③新型コロナウイルス感染症の感染症法上の分類が5類に移行される・・・、さらなる業況回復 を期待するコメントもみられる
「仕入の 困難、仕入値・経費の上昇」
①コロナ禍に伴う各種部品等の調達不足や、鳥インフルエンザに伴う鶏肉や卵の品薄に 悩んでいるとの声が聞かれる
②なかには、…、一部の企業の行動を受けて品薄感がさらに増幅している恐れがあるとのコメントも散見される
③また、原材料価格高騰に加え、電気代引上げなど、仕入値および経費の上昇が経営を 圧迫しているとの声は、前回や前々回に引き続いて多く聞かれた
④「原油高や電気料金高騰を受け、資金繰りが厳しい状況が続いている。」仕入値および経費の上昇が資金繰りにまで悪影響を及ぼしているとの声も聞かれる
「価格転嫁」
①仕入値および経費の上昇を受けて、販売価格への転嫁ができるかどうかが経営上の大きなテーマ
②価格転嫁を実行し、成果が出ているとの声が ある一方で、…価格転嫁が困難であったり、実行できないとの声も聞かれ ている。
「人手不足」
①人手過不足判断D.I.の動きと整合するように、人手不足によって事業に支障が出ている、とのコメントも多くみられる
②一方で、人手不足を受けて、生産性向上を進めるほか、人材育成や待遇改善を進める ことで人材の定着を図る、とのコメントもみられる。
「デジタル化」
①デジタル化に対する現状や今後の姿勢についてのコメントが多くみられた。
②デジタル化に積極的な企業もみられる一方で、費用対効果や経営資源の不足などから消極的な企業もみられた。

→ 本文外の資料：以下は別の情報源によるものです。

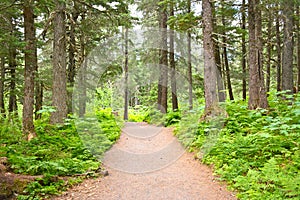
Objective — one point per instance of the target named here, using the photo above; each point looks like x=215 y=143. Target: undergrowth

③特に、企業の経営者や従業員の高齢化 に加え、取引先の高齢化がデジタル化の足かせになっているとのコメントが多く聞かれ た。
「前向きな取組み」
①今回の調査では、前回に引き続いて、新事業展開や新商品・サービスの開発などの前向きなコメント
②ECサイト等のネット販売、SNSなどの情報発信ツールによって需要の獲得を図るとのコメントもみられた。
③中小企業による需要獲得のための 新たな手段として注目されよう。
一つ一つのアンケートから、拾い集めた内容ですが、一番勉強になっているのは、アンケートを聞き取っている信用金庫の営業の方々なのかもしれません。そこから、地域の目線、業界の目線、そして目の前のお客様の実情に深く理解をすることができるのだと思います。